[Date Prev][Date Next][Thread Prev][Thread Next][Date Index][Thread Index]

Re: [edict-jmdict] Mining the Tanaka corpus for more priority entries



On 2015-06-12 01:55, Jim Breen jimbreen@gmail.com [edict-jmdict] wrote:
Are you the "Luce" who has been making some very
useful edits to the dictionary recently.

Yes, that would be me. Although I consider my edits mostly just housekeeping.

The Tanaka-based analysis looks very interesting and
promising. It's picked up many useful entries such as
すぐに which should be given priority tags. Your suggestion
of 10 or more occurrences warranting a priority tag looks
pretty good - it's just as valid as some of the other methods
used. We can also verify them against the Google/KM
n-grams; in fact I've been meaning to do a bulk match
of JMdict entries with those sets of counts to see if any
obvious ones are missed.

The list likely has a few entries that should be removed.
ジル ('Jill') is the only one that has caught my eye.

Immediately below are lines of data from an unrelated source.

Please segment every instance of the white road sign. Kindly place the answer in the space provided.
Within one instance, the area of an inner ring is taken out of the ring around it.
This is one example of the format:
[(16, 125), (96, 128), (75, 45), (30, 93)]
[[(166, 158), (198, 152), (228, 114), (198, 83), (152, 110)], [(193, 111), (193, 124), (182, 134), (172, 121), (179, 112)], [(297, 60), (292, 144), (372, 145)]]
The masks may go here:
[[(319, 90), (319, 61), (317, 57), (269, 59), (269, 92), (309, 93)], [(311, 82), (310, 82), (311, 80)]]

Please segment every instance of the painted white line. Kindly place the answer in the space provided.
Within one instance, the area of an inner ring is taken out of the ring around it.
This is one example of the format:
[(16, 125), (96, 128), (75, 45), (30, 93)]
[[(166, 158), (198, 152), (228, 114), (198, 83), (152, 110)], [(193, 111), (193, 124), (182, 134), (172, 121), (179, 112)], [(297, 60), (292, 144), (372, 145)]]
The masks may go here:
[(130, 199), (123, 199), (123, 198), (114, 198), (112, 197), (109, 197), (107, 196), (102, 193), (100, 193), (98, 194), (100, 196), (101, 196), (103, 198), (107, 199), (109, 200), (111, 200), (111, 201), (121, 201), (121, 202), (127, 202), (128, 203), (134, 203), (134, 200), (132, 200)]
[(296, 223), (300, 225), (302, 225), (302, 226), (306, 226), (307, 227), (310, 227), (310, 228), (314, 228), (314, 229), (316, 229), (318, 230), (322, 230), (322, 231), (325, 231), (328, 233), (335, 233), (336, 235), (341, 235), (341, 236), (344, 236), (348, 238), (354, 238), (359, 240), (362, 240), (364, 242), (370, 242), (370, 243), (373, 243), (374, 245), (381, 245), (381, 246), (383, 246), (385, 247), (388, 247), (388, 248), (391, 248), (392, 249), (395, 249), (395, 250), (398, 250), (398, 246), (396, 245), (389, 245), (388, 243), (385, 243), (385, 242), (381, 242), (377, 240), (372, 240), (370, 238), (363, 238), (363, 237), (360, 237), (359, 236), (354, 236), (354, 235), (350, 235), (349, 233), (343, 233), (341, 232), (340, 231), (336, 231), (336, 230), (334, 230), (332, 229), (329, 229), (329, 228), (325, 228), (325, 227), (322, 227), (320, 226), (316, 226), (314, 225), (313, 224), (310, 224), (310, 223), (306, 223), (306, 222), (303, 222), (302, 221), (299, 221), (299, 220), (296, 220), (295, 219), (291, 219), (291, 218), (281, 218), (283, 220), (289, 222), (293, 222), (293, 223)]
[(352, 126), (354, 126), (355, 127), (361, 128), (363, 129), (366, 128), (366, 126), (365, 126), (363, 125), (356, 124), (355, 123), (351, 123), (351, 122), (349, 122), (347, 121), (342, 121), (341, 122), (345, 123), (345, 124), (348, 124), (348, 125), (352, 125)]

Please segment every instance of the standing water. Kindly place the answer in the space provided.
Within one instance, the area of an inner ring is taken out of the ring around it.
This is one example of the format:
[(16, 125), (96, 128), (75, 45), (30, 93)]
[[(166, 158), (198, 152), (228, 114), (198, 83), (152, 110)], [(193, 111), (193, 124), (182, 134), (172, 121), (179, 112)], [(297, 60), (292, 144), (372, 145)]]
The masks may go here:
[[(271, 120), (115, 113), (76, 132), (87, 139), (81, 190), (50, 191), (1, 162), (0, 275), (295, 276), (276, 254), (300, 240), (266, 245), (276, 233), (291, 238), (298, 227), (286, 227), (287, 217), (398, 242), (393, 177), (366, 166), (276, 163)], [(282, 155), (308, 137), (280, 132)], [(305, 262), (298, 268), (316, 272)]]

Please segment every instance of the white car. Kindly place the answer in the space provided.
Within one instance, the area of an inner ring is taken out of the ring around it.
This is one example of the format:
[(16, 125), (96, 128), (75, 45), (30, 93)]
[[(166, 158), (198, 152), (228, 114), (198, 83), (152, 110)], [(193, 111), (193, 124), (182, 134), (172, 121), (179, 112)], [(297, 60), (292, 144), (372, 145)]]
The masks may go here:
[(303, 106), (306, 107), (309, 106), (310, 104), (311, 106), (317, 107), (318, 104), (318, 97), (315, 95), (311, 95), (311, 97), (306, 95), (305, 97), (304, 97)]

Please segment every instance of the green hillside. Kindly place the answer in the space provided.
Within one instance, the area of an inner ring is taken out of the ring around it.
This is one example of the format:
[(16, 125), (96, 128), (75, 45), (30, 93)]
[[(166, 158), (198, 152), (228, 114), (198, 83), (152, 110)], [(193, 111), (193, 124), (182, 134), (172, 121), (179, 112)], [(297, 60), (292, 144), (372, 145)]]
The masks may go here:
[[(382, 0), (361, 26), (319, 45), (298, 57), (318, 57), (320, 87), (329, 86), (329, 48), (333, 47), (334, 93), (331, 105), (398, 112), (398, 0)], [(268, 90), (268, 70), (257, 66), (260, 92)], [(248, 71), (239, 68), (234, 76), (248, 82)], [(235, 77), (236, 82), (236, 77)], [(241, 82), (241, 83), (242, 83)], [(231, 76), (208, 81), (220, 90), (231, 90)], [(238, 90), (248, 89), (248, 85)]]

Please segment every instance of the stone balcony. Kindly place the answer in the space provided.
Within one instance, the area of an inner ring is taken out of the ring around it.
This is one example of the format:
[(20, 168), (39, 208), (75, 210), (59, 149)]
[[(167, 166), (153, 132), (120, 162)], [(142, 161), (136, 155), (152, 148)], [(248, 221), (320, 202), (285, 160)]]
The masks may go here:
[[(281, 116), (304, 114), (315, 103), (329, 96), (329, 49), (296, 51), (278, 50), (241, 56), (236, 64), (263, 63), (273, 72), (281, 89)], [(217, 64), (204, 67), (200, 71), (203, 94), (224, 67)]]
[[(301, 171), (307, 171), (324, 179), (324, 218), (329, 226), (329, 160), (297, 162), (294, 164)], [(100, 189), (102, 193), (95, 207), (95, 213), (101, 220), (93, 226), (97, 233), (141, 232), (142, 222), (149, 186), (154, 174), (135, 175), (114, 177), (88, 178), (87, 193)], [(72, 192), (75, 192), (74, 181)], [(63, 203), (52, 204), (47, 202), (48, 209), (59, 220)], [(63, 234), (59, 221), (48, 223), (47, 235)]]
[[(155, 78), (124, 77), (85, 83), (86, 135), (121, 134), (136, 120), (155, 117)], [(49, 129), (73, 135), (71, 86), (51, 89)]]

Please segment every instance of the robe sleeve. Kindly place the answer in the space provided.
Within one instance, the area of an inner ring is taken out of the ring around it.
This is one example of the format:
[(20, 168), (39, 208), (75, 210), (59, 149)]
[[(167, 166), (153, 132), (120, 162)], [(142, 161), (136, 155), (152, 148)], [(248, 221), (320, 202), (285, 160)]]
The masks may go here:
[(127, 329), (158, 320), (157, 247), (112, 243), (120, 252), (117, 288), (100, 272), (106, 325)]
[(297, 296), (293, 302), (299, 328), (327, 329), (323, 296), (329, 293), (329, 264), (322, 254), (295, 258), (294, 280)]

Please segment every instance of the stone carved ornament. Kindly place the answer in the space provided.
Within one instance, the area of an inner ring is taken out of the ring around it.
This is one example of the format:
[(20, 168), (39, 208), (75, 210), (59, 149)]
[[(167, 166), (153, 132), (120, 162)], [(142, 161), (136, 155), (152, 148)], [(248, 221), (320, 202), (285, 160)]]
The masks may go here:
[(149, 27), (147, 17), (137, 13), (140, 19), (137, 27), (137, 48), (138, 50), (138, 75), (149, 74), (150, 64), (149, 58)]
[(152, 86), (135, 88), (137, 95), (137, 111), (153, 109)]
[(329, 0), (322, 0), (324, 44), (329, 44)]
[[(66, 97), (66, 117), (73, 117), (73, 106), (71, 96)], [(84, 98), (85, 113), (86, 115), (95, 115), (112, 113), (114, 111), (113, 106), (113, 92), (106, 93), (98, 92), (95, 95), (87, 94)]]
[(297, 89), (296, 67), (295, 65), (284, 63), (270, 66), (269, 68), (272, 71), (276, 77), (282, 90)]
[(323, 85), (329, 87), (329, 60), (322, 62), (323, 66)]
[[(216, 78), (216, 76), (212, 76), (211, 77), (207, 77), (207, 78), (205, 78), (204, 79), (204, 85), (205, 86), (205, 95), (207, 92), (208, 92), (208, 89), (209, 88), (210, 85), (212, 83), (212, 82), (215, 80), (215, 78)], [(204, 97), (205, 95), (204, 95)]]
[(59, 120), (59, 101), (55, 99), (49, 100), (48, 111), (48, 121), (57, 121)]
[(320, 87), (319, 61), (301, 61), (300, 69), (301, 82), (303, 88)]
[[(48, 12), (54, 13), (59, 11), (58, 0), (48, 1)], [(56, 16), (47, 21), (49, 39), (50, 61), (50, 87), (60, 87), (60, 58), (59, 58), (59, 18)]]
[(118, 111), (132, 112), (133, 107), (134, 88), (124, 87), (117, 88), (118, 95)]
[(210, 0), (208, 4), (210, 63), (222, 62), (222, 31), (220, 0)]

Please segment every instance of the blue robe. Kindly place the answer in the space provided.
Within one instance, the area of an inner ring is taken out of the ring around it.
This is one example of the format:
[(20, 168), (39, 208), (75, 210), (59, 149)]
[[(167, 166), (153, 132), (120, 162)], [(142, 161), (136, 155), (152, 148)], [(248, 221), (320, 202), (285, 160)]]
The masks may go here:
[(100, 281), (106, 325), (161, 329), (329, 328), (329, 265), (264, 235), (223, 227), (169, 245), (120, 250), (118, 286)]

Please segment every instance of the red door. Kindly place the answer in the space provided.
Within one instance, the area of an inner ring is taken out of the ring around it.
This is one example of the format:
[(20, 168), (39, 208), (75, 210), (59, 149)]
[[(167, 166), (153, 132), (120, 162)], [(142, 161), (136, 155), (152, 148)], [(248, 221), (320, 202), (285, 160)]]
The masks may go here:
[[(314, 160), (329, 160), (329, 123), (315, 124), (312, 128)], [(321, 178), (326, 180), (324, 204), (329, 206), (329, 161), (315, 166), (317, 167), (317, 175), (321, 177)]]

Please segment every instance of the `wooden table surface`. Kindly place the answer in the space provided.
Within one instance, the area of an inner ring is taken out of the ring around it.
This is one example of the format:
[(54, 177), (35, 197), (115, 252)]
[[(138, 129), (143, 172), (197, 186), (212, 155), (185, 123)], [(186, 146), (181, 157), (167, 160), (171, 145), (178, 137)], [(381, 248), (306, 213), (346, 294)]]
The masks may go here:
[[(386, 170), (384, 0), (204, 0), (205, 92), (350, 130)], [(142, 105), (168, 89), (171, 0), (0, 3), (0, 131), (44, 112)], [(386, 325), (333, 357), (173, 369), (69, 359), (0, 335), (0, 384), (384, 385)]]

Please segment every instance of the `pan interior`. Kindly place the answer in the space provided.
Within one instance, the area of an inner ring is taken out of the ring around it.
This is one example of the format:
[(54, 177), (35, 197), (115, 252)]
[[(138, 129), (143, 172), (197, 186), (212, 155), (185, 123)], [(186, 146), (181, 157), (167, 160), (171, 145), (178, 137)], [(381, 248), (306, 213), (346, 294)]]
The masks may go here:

But the good thing about the corpus is that the words are (mostly) supplied with the readings as well. You can't, for example, catch 名(めい) via the n-grams method.

I'll look into this more over coming days.

Thanks.

Thanks for the useful contribution. (I recommend others
look at the list linked from the posting.)

I recommend downloading the list somewhere safe; the pastebin site's expiration policies felt quite unclear to me.